Meski merasa tidak perlu menaggapi secara serius deklarasi Papua Barat, Pemerintah Indonesia akan tetap mengambil langkah. Melalui Menteri Koordinator Bidang Politik Hukum dan HAM (Menkopolhukam) Mahfud MD, Pemerintah Indonesia akan melakukan pendekatan kesejahteraan atas isu ini. Diantara bentuk pendekatan ini adalah dengan menyiapkan Peraturan Presiden (Perpres) dan juga pemekaran pembangunan di Papua (tribunnews.com,04/12/20).
Isu kemerdekaan Papua tidak kali ini saja berkumandang. Pada tahun 2011 tepatnya pada tanggal 19 Oktober juga pernah terjadi deklarasi serupa.
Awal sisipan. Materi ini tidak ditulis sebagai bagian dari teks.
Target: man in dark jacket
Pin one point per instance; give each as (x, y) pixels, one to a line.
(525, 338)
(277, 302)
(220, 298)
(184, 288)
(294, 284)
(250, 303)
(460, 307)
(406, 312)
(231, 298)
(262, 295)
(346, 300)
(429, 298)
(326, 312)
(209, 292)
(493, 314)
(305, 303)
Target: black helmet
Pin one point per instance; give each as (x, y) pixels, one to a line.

Bahkan konon telah terpilih Presiden Republik Federal Papua Barat Forkorus Yaboisenbut dan Perdana Menteri Edison Warumi. Masalah Papua juga sempat diangkat dalam pembahasan dalam Sidang Hak Asasi Manusia Perserikatan Bangsa Bangsa pada tahun 2012 silam (merdeka.com,12/06/12).
Disintegrasi merupakan ancaman serius dalam hal kedaulatan sebuah negara. Ketika terbaca adanya potensi perpecahan maka penguasa harus segera mengambil langkah pencegahan. Seperti halnya pada masalah Papua Barat. Potensi perpecahan yang berujung pada tuntutan untuk memisahkan diri dari Indonesia sebenarnya telah terendus sejak lama. Melalui beragam faktor pencetus, Papua acapkali diposisikan sebagai objek yang terzhalimi oleh otoritas setempat (Indonesia).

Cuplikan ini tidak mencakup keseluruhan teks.